17 September 2013, News Wires – Libya is expected to restore output to between 400,000 and 450,000 barrels per day with resumed production at El Sharara, Libya’s deputy oil minister has said.
One of the biggest oilfields in western Libya, El Sharara is to ramp up production after workers resumed pumping on Monday, Omar Shakmak said.
“Before Sharara (resumed production) it was around 230,000 barrels per day, now we’re expecting 400,000 to 450,000 barrels per day,” Shakmak told Reuters on the sidelines of an investment conference in London.
On Monday, a senior Libyan oil official said El Sharara would reach full output by Friday.

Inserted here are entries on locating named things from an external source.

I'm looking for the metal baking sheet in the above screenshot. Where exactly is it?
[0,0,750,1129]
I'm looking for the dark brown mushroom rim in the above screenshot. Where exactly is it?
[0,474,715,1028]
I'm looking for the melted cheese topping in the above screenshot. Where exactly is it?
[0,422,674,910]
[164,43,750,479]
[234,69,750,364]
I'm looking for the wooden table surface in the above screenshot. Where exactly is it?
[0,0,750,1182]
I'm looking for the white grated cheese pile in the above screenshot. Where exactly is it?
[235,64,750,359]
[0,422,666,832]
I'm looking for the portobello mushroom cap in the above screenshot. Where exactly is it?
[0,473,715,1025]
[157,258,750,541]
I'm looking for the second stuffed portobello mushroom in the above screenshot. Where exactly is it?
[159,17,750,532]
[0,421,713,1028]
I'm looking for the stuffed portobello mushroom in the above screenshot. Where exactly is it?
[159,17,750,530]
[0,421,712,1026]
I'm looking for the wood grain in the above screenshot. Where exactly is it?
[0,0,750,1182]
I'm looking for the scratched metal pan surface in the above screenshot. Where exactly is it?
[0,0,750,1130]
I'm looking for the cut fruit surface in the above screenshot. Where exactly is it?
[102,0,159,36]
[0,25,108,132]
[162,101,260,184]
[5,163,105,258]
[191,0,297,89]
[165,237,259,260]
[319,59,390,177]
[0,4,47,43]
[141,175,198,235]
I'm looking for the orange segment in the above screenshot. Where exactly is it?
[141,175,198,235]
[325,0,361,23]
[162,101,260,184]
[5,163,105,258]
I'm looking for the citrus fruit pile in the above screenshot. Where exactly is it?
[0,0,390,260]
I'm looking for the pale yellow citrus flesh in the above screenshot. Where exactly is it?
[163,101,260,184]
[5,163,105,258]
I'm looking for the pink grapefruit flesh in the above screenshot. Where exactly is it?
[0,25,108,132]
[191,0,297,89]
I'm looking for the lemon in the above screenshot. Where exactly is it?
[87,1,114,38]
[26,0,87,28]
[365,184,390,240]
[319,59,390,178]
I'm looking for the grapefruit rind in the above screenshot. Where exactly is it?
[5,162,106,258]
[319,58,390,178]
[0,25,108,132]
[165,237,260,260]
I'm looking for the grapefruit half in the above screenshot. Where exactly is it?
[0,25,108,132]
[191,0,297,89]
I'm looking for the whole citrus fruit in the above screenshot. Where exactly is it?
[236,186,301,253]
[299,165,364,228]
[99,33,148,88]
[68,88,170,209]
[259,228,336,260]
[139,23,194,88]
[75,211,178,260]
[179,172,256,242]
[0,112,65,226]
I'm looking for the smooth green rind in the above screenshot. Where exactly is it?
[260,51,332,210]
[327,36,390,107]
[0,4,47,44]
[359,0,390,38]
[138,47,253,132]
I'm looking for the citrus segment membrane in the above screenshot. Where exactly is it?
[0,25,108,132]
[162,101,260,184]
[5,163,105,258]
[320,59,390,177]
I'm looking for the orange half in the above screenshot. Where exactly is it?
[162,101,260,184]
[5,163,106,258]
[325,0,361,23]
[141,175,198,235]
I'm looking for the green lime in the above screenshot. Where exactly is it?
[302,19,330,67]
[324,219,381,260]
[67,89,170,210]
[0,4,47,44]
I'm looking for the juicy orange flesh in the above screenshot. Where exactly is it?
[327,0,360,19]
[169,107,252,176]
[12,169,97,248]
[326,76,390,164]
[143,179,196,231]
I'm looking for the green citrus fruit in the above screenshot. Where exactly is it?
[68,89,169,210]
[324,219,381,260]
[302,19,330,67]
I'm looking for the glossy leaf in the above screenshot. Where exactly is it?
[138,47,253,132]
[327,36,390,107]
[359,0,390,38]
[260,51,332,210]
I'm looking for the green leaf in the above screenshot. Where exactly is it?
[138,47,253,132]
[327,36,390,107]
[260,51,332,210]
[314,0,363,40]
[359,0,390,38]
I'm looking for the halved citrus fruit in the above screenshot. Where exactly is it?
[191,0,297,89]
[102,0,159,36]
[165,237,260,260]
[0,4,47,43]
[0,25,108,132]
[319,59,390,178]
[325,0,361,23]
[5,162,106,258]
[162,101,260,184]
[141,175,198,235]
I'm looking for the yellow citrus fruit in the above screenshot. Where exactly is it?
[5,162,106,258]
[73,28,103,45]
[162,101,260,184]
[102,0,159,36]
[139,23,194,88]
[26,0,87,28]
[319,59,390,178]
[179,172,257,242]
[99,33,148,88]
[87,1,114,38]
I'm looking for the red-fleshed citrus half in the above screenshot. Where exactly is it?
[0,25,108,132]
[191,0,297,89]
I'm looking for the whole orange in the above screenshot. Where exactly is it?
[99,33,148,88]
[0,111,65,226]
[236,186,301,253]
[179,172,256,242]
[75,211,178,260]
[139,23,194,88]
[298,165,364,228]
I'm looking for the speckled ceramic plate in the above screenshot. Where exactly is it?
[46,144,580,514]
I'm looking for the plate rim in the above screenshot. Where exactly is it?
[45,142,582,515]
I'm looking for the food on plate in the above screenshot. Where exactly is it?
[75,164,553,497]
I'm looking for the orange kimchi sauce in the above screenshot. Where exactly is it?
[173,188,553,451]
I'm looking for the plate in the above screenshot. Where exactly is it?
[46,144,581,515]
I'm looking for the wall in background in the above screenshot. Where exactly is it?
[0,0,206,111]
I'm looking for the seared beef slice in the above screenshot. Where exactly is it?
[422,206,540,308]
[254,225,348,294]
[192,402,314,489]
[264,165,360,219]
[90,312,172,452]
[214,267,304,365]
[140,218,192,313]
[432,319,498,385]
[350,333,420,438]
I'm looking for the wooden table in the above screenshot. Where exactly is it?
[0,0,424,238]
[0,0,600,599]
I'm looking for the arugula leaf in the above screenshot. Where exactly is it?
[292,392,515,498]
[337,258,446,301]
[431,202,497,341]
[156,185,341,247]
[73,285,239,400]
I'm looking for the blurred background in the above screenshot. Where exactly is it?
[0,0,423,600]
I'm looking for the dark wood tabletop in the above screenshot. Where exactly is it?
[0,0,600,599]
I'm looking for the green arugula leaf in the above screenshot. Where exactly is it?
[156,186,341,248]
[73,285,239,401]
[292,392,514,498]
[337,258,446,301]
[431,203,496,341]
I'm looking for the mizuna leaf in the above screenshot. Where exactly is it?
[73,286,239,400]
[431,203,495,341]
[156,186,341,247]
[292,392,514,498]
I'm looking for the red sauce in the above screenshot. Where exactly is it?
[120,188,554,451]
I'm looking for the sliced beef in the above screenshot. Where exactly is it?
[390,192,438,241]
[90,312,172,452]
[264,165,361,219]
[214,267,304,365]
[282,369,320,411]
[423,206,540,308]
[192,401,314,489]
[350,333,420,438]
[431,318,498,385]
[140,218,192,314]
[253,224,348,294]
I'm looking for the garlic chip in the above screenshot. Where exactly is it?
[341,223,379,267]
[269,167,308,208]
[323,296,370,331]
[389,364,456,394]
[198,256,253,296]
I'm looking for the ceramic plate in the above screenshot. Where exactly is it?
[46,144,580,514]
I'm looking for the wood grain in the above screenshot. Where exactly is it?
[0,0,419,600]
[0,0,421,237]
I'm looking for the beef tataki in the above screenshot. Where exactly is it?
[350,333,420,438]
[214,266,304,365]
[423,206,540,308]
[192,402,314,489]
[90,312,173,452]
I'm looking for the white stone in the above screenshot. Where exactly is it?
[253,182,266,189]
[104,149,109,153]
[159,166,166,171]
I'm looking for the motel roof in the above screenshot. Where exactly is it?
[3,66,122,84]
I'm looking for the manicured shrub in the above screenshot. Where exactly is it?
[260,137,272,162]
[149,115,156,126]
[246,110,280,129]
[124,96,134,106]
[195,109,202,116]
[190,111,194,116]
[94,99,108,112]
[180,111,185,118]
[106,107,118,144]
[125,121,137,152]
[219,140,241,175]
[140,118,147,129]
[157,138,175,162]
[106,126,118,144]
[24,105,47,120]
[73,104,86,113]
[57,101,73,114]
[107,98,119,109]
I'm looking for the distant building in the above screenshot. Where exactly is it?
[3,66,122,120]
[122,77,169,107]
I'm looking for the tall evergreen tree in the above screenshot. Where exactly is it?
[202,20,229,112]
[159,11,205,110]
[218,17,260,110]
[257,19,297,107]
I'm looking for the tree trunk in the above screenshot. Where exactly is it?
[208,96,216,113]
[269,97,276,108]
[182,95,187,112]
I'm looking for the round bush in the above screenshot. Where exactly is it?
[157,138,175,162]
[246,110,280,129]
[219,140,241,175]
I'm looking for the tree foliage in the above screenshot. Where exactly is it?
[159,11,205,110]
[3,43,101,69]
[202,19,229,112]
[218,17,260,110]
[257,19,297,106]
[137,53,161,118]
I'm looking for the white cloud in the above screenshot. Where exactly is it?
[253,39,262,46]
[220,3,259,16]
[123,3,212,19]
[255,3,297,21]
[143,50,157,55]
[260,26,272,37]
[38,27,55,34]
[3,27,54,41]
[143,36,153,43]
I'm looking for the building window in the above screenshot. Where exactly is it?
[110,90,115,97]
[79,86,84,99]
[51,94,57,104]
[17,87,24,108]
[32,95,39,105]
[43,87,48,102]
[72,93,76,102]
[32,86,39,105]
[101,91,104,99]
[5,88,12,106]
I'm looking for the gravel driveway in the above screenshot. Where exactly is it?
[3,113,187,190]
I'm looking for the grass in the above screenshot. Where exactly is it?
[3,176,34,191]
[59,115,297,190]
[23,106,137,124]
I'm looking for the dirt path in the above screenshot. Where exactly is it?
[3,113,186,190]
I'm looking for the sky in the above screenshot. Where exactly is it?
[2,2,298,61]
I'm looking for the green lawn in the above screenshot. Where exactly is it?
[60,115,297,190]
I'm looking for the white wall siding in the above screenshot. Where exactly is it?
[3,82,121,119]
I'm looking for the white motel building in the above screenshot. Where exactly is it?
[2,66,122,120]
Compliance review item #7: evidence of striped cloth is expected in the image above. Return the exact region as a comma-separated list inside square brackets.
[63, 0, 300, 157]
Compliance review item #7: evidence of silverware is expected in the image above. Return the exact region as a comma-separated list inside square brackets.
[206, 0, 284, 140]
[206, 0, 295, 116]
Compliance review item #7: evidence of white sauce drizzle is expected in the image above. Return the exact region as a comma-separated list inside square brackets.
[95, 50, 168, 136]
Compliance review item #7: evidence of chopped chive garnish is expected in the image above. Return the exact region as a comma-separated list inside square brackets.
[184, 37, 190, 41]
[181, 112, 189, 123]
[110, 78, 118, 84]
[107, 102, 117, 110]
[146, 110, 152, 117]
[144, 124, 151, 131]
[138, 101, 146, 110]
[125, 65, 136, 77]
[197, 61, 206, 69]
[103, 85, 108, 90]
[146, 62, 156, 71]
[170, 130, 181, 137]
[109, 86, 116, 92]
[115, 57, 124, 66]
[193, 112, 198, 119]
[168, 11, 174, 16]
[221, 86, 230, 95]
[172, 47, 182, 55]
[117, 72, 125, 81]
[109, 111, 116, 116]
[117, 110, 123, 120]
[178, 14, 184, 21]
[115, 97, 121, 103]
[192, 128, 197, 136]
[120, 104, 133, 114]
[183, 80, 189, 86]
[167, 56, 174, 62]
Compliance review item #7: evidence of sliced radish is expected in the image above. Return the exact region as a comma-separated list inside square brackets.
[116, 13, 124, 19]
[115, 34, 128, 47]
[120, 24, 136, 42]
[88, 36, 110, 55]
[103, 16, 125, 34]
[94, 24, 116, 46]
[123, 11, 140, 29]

The government has been locked in talks with feuding tribes, militia and protester groups over the past two months as output collapsed to a tenth of Libya’s maximum capacity of 1.5 million barrels per day.
The worst disruption since the 2011 revolution has already cost Libya and Western companies such as Italy’s Eni and US Marathon billions of dollars in lost revenue and has contributed to a spike in global prices to a six-month high during August.
Libya is losing some $130 million a day due to the protests that have crippled the North African’s oil sector, prime minister Ali Zeidan told the same conference.
Zeidan insisted he still wanted to solve the crisis through dialogue rather than force.
“We are going to work on solving this problem. When blood is shed, the loss will be greater,” he said.
Zeidan said output was also resuming at the El Feel oilfield in southwestern Libya and that the Marsa al-Brega port had started to export again.